Lovejoy, A. O. (1936). The great chain chain of being: a study of the history of an idea. Cambridge, Mass., Harvard University Press.
It is a short comment by Stephen Nee on the tendency of evolutionary thinkers to reinvent or reassert the Great Chain of Being, a view of life first substantially and clearly expressed by historian of ideas, E. O. Lovejoy in 1936. But it goes back to Aristotle and is found throughout the middle ages until now. Basically it is the idea that there is a continuous scale of organisation from very simple living things to us.
But the Great Chain is more than a hangover; it is a durable idea. It infects anthropology, cognitive studies, and philosophy as well as biology, and it was inserted into evolutionary traditions when Lamarck borrowed the scale from Bonnet in the early years of the 19th century and turned it on its side. No longer did the ladder range from bottom to top (approaching God in the process); now it ranged from early to late, with later being better in some way.
Darwinian evolution, however, is not a Great Chain. Later is just... later. Of course Darwin himself got a bit confused about this from time to time, but the message that Darwinian evolution was not necessarily progressive, and that humans are not the single most spectacular opus of Nature ever was clear, and offensive! Rejecting this implication of evolution, in cultural evolution as well as biological evolution, became a cottage industry, involving reinterpretations of Schopenhauer, Hegel, and Kant, as well as devising sometimes mystical evolutionary accounts (Teilhard or Bergson), or special cases for culture (Gould comes to mind, but there are many others, such as Rescher).
Nobody seemed too happy to accept that humans were just another organism, special in its own way as every species is, not not special in a unique style. Nor did they seem happy to accept that history no more than biology is not linear and progressive. Still it persists. Maynard Smith and Szathmary, as noted in the article, treat the seven stages of evolution from microbe to us (at any rate the ones they deem significant) as linear and in a way predetermined.
I sometimes suspect that scientists are so keen to see the Great Chain in biology because it underpins their belief that science is likewise progressive.
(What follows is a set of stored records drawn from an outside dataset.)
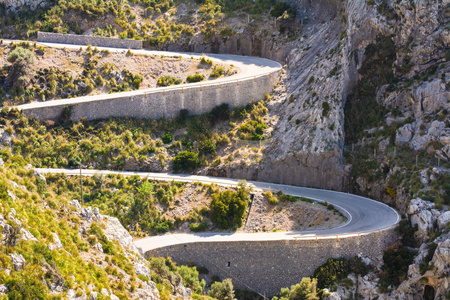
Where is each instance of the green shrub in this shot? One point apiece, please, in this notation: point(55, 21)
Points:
point(271, 198)
point(222, 290)
point(395, 268)
point(226, 31)
point(252, 130)
point(195, 78)
point(332, 271)
point(191, 279)
point(186, 161)
point(205, 61)
point(280, 8)
point(198, 227)
point(217, 72)
point(168, 80)
point(227, 208)
point(21, 60)
point(325, 109)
But science is not progressive in any simple linear sense at all - theories go dormant to be revived two thousand years later (atomism, material heredity), or they die because they are dead ends (phlogiston, ether), or bad results don't get published, leaving the implication that science progresses (Pasteur published only 10% of his results on heterogeny - spontaneous generation of modern organisms - discarding the "wrong" ones. It caused a scandal in France when this was published). The impression that science or biology progresses can only be maintained by ignoring all the "wrong" events, processes and tendencies.
So, boys and girls, I strongly recommend you all purge yourselves of the belief that it's getting better all the time. Sometimes it does, and sometimes it doesn't. And sometimes being us is no real improvement by any measure.
Lovejoy, A. O. (1936). The great chain chain of being: a study of the history of an idea. Cambridge, Mass., Harvard University Press.